HOOFDSTUK 56. WATTEN, VILT EN GEBONDEN TEXTIELVLIES; SPECIALE GARENS; BINDGAREN, TOUW EN KABEL, ALSMEDE WERKEN DAARVAN
AANTEKENINGEN
1.
Dit hoofdstuk omvat niet:
a) watten, vilt en gebonden textielvlies, geïmpregneerd, bekleed of bedekt met stoffen of bereidingen (bijvoorbeeld parfum of cosmetische producten bedoeld bij hoofdstuk 33, zeep of detergentia bedoeld bij post 3401, schoensmeer, boenwas, poetsmiddelen of dergelijke preparaten bedoeld bij post 3405, wasverzachters bedoeld bij post 3809), waarbij de textielstof slechts als drager dient;
b) textielproducten bedoeld bij post 5811;
c) natuurlijke of kunstmatige schuur-, slijp- of polijstmiddelen, in poeder of in korrels, op een drager van vilt of van gebonden textielvlies (post 6805);
d) samengekit of gereconstitueerd mica op een drager van vilt of van gebonden textielvlies (post 6814);
e) bladmetaal op een drager van vilt of van gebonden textielvlies (in het algemeen afdeling XIV of XV);
f) maandverbanden en tampons, luiers en inlegluiers en dergelijke artikelen bedoeld bij post 9619.
2.
Als „vilt” wordt eveneens aangemerkt, naaldgetouwvilt, alsmede producten die bestaan uit een vlies van textielvezels, waarvan de samenhang is versterkt door het geheel met een naai-breisteek te binden, waarbij de textielvezels zelf als stikmateriaal worden gebruikt („stitch-bonding”).
3.
Onder de posten 5602 en 5603 vallen respectievelijk vilt en gebonden textielvlies, geïmpregneerd, bekleed, bedekt of gelamineerd met kunststof of met rubber, ongeacht de aard van deze stoffen (compact of met celstructuur).
Post 5603 omvat eveneens gebonden textielvlies waarvan het bindmiddel uit kunststof of rubber bestaat.

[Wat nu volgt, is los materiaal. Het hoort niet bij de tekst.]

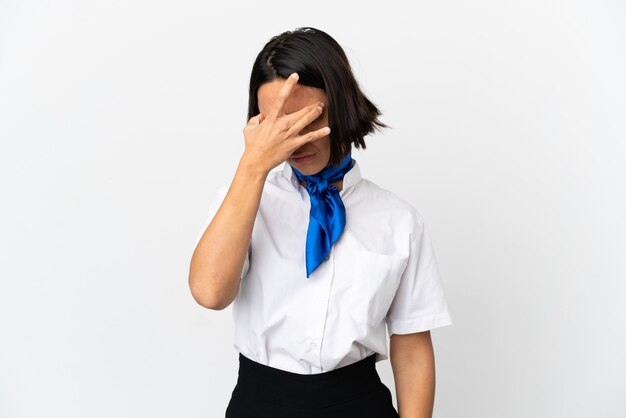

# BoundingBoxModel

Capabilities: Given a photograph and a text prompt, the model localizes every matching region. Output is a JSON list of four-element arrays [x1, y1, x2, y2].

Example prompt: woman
[[189, 28, 451, 418]]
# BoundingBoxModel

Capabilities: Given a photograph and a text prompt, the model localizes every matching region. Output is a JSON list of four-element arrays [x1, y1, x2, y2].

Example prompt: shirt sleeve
[[386, 214, 452, 337], [194, 185, 252, 278]]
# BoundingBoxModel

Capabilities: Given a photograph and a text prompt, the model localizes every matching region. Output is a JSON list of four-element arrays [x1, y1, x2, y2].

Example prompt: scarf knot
[[292, 152, 354, 278]]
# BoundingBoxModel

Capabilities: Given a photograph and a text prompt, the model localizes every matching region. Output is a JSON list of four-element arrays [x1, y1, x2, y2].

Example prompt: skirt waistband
[[237, 353, 382, 408]]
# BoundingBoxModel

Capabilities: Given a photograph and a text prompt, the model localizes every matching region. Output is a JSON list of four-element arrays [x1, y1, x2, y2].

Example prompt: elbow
[[189, 276, 232, 311]]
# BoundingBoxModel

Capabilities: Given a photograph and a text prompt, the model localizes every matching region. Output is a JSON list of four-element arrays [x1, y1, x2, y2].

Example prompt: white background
[[0, 0, 626, 418]]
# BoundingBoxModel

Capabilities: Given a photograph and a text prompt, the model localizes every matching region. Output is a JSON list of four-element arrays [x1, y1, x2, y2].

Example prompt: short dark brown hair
[[246, 27, 389, 166]]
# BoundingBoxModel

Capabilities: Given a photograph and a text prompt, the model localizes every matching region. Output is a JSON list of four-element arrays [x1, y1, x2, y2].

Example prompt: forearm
[[189, 155, 268, 309], [390, 331, 435, 418]]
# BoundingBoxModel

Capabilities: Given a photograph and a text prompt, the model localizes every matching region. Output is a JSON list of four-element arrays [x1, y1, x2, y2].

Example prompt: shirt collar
[[283, 157, 361, 191]]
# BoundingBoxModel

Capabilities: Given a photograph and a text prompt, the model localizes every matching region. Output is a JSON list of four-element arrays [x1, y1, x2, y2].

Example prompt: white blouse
[[196, 160, 452, 374]]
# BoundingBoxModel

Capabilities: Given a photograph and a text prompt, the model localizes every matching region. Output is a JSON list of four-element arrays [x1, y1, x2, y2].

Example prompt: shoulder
[[359, 178, 424, 230]]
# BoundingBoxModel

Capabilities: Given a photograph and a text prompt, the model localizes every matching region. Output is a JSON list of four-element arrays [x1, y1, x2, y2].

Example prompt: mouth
[[291, 154, 315, 164]]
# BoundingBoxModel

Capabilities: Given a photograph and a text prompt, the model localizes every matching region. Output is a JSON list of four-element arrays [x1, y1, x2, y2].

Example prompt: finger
[[246, 113, 265, 126], [269, 73, 298, 117], [295, 126, 330, 148], [287, 103, 324, 136]]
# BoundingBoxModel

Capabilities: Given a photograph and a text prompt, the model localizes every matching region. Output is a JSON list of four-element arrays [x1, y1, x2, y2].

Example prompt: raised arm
[[189, 75, 328, 310]]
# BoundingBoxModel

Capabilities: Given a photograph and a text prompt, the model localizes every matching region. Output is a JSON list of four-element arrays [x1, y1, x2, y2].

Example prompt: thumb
[[248, 113, 265, 127]]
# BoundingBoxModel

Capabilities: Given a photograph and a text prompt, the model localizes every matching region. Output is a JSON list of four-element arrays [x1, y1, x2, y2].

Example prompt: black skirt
[[226, 353, 399, 418]]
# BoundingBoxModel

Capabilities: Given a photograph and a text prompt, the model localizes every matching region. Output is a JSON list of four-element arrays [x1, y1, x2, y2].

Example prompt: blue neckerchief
[[291, 152, 354, 279]]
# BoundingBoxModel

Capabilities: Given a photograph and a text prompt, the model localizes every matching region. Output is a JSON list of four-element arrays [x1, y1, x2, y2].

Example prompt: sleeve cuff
[[387, 311, 452, 337]]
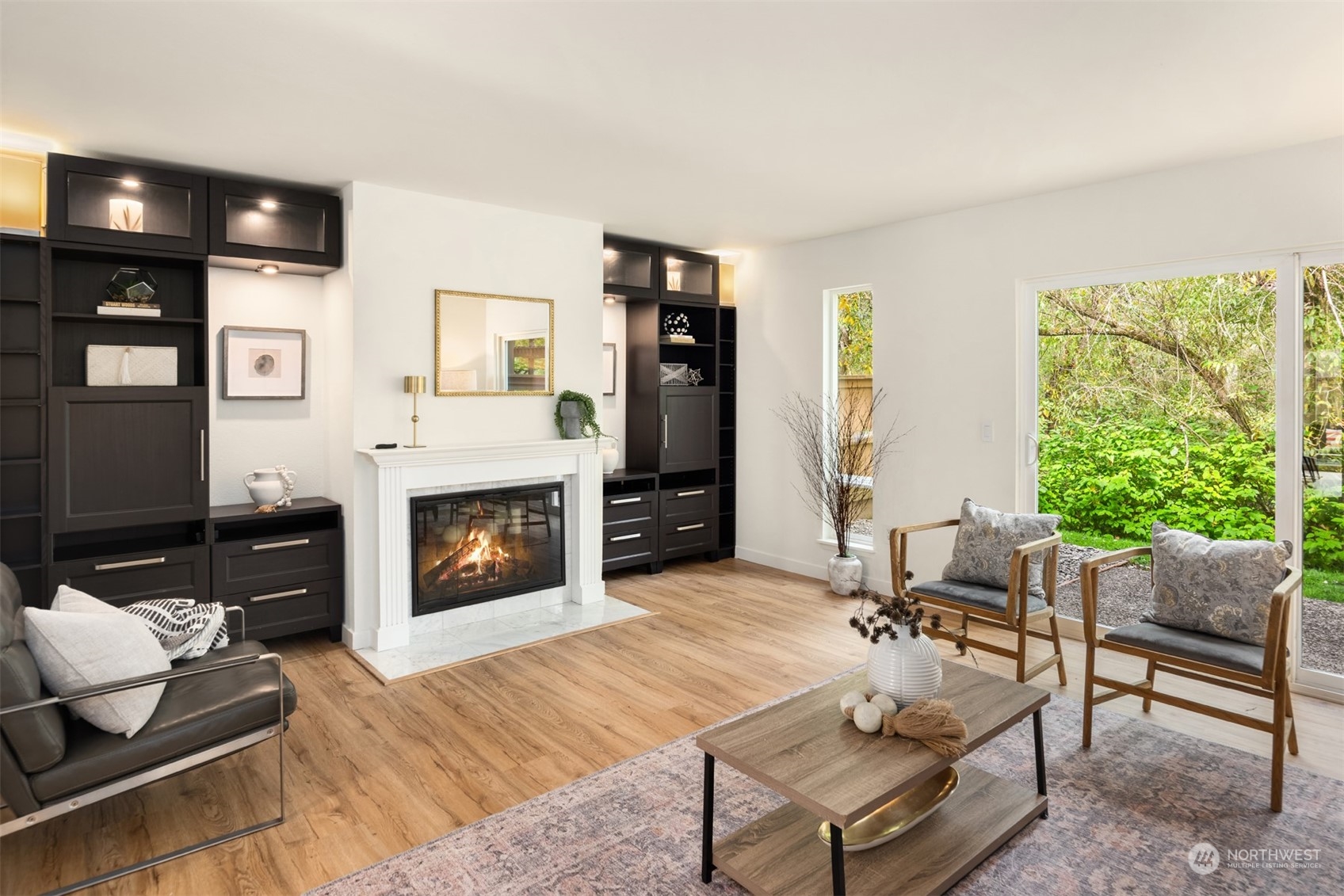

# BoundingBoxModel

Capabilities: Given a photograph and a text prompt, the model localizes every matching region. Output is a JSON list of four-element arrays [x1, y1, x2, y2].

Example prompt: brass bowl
[[817, 766, 961, 853]]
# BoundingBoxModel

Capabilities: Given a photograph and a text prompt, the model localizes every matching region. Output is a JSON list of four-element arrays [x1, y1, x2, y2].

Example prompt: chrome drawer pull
[[93, 558, 168, 572], [247, 589, 307, 603], [253, 539, 307, 551]]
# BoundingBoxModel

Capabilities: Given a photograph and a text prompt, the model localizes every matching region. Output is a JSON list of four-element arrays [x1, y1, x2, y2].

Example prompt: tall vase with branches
[[774, 390, 904, 595]]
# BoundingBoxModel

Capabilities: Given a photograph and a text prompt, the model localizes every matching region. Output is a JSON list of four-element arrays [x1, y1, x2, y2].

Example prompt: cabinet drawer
[[49, 545, 210, 607], [219, 579, 346, 641], [660, 485, 719, 525], [660, 520, 719, 560], [602, 524, 659, 571], [602, 492, 659, 529], [211, 529, 344, 598]]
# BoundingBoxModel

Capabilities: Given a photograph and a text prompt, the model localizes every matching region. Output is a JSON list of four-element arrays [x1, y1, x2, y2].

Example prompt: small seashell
[[840, 691, 867, 717], [853, 703, 882, 735], [869, 693, 900, 716]]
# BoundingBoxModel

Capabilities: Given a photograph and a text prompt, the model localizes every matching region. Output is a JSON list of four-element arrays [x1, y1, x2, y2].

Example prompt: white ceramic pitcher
[[243, 466, 296, 506]]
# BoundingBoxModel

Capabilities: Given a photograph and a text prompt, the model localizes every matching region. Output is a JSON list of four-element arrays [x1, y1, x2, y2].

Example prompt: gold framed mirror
[[434, 289, 555, 395]]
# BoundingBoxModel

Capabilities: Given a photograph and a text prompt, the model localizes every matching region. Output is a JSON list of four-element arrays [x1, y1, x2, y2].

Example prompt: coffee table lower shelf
[[714, 763, 1048, 896]]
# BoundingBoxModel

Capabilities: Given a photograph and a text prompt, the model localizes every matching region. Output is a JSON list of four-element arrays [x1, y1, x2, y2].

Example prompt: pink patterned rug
[[311, 680, 1344, 896]]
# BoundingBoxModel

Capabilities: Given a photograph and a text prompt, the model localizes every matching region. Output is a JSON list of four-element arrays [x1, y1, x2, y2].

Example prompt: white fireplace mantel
[[359, 439, 608, 650]]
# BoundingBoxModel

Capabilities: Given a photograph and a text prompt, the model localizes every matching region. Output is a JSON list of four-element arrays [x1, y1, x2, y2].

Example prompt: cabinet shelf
[[51, 311, 205, 324]]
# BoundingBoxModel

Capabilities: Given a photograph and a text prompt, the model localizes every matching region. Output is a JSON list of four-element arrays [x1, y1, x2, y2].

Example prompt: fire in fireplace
[[411, 482, 564, 616]]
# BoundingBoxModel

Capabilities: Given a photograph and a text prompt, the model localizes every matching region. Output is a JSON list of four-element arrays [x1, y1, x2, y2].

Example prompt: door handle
[[253, 539, 307, 551], [247, 589, 307, 603], [93, 558, 168, 572]]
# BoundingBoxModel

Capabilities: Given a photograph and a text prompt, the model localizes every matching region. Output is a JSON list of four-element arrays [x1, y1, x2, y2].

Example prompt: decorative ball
[[853, 703, 882, 735], [869, 693, 899, 716], [840, 691, 869, 712]]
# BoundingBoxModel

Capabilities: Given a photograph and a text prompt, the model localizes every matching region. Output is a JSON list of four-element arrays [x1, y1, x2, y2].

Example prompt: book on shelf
[[98, 303, 162, 317]]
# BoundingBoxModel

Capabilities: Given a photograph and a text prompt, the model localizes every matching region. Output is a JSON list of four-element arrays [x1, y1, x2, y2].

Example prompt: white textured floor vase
[[869, 626, 942, 709], [827, 554, 863, 597]]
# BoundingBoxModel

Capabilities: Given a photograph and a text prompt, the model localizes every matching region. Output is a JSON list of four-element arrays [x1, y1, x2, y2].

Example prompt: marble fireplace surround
[[361, 439, 605, 651]]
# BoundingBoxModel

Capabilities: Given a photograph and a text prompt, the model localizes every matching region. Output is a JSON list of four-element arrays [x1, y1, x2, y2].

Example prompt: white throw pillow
[[23, 596, 172, 738]]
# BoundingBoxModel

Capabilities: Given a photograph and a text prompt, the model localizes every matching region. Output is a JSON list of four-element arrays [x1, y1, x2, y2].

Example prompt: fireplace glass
[[411, 482, 564, 616]]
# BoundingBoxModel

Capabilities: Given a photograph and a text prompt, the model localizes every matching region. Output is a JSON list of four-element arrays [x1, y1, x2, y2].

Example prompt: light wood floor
[[0, 560, 1344, 896]]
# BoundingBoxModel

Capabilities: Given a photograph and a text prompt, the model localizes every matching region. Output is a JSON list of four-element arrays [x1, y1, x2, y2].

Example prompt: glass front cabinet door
[[659, 249, 719, 305], [210, 177, 342, 274], [602, 236, 659, 301], [47, 153, 205, 255]]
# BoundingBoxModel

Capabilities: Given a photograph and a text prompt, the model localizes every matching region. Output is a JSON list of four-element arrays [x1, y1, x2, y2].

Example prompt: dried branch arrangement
[[774, 390, 908, 556]]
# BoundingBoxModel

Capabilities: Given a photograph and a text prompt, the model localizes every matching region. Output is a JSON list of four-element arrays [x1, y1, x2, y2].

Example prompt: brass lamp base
[[817, 766, 961, 853]]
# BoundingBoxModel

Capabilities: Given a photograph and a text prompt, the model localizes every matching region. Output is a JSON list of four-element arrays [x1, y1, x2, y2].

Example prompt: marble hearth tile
[[356, 598, 651, 681]]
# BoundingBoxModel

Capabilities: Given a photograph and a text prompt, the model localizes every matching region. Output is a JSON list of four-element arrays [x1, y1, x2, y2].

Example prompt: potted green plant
[[774, 390, 904, 595]]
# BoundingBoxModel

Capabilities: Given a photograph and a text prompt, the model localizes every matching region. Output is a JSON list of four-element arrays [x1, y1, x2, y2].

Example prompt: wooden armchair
[[1082, 547, 1302, 811], [891, 519, 1067, 685]]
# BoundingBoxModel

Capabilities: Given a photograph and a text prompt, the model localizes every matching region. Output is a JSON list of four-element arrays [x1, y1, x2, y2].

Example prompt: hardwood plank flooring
[[0, 560, 1344, 896]]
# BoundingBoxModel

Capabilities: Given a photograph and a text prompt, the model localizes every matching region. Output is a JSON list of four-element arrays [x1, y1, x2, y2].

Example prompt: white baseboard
[[735, 544, 894, 593]]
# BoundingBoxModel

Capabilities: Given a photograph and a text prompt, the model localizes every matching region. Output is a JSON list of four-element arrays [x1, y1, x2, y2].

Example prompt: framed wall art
[[223, 326, 307, 399]]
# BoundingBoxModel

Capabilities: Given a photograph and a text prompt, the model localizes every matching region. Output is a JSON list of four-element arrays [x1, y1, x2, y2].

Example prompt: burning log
[[422, 537, 481, 591]]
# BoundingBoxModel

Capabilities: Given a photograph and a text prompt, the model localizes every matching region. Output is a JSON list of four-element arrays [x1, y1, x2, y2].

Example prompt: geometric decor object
[[108, 267, 158, 305]]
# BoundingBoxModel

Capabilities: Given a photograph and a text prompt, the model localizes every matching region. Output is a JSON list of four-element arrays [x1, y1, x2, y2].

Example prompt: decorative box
[[85, 345, 178, 386]]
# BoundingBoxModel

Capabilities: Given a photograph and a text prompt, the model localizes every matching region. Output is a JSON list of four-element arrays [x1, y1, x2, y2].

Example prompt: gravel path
[[1055, 544, 1344, 674]]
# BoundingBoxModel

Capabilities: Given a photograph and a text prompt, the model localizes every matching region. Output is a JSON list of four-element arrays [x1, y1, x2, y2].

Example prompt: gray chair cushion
[[910, 579, 1047, 614], [1103, 622, 1265, 676], [29, 641, 299, 803], [0, 562, 66, 774]]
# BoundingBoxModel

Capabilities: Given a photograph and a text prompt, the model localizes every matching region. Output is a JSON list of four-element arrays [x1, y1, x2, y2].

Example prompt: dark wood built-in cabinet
[[602, 238, 736, 572], [210, 177, 342, 274], [210, 498, 346, 641]]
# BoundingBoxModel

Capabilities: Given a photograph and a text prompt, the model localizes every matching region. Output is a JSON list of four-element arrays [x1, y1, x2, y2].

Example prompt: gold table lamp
[[402, 376, 425, 448]]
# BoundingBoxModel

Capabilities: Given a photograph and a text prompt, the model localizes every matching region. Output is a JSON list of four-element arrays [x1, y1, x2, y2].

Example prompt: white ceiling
[[0, 0, 1344, 247]]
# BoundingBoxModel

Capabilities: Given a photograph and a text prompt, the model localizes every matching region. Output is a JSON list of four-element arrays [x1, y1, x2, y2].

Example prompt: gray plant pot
[[560, 402, 583, 439]]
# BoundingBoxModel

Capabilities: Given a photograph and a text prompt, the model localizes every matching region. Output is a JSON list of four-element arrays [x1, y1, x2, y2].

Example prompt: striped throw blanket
[[122, 598, 228, 660]]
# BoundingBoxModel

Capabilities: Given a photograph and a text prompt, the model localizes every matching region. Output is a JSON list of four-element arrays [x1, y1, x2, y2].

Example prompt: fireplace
[[411, 482, 564, 616]]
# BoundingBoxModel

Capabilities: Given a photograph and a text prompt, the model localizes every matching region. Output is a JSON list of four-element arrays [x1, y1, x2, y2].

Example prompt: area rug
[[311, 682, 1344, 896]]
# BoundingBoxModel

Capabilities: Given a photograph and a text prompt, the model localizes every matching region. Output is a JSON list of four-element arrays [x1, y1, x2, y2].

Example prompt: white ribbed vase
[[869, 626, 942, 709]]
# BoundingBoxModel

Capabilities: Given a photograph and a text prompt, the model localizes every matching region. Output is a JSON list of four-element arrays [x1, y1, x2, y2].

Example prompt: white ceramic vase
[[243, 466, 296, 506], [869, 626, 942, 709], [827, 554, 863, 597]]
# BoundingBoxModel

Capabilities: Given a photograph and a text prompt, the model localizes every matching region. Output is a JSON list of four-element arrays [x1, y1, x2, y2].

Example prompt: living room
[[0, 0, 1344, 894]]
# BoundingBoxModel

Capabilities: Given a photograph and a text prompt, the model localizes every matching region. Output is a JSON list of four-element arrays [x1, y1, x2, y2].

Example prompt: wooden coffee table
[[697, 662, 1050, 894]]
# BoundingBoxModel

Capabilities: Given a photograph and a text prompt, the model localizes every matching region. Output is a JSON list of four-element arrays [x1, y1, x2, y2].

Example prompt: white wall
[[208, 267, 330, 505], [605, 303, 626, 467], [336, 183, 602, 647], [736, 139, 1344, 589]]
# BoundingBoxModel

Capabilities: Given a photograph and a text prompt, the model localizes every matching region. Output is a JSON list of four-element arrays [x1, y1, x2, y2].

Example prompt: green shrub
[[1039, 421, 1344, 570]]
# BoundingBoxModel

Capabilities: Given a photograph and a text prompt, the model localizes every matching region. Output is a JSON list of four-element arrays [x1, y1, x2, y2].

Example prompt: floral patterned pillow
[[942, 498, 1060, 598], [1140, 523, 1293, 646]]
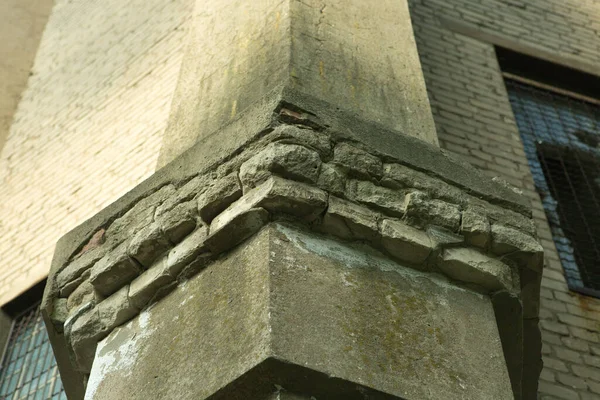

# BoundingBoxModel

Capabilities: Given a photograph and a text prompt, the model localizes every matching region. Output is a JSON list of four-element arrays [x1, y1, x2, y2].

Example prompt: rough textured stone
[[205, 208, 269, 254], [269, 125, 331, 157], [346, 179, 406, 217], [460, 209, 491, 249], [438, 248, 515, 292], [156, 201, 197, 244], [96, 281, 139, 331], [156, 175, 208, 215], [67, 280, 102, 311], [333, 143, 383, 178], [427, 225, 465, 249], [106, 185, 176, 239], [317, 164, 346, 196], [381, 219, 433, 265], [486, 204, 536, 236], [404, 192, 460, 232], [49, 299, 69, 331], [321, 196, 381, 241], [67, 307, 108, 373], [240, 143, 321, 191], [198, 173, 242, 223], [59, 269, 90, 298], [210, 176, 327, 232], [90, 245, 141, 296], [167, 225, 208, 276], [383, 163, 467, 205], [128, 257, 175, 309], [492, 224, 544, 272], [56, 245, 109, 288], [127, 223, 172, 268], [88, 224, 511, 400]]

De posten 5602 en 5603 omvatten echter niet:
a) vilt geïmpregneerd, bekleed, bedekt of gelamineerd met kunststof of met rubber, bevattende niet meer dan 50 gewichtspercenten textielstof, evenals vilt volledig in kunststof of rubber ingebed (hoofdstuk 39 of 40);
b) gebonden textielvlies, volledig in kunststof of rubber ingebed, dan wel aan beide zijden met deze stoffen bekleed of bedekt, voor zover deze bekleding of deklaag met het blote oog kan worden waargenomen en waarbij de door deze bewerkingen veroorzaakte kleurverandering buiten beschouwing wordt gelaten (hoofdstuk 39 of 40);
c) Platen, vellen of strippen van kunststof of van rubber, met celstructuur, verbonden met vilt of met gebonden textielvlies waarbij de textielstof slechts als drager dient (hoofdstuk 39 of 40).
4.
Post 5604 omvat geen textielgarens, strippen en artikelen van dergelijke vorm bedoeld bij post 5404 of 5405, waarvan de impregnering, de deklaag of de bekleding niet met het blote oog kan worden waargenomen (in het algemeen hoofdstukken 50 tot en met 55); voor de toepassing van deze bepaling wordt de door de bedoelde bewerkingen veroorzaakte kleurverandering buiten beschouwing gelaten.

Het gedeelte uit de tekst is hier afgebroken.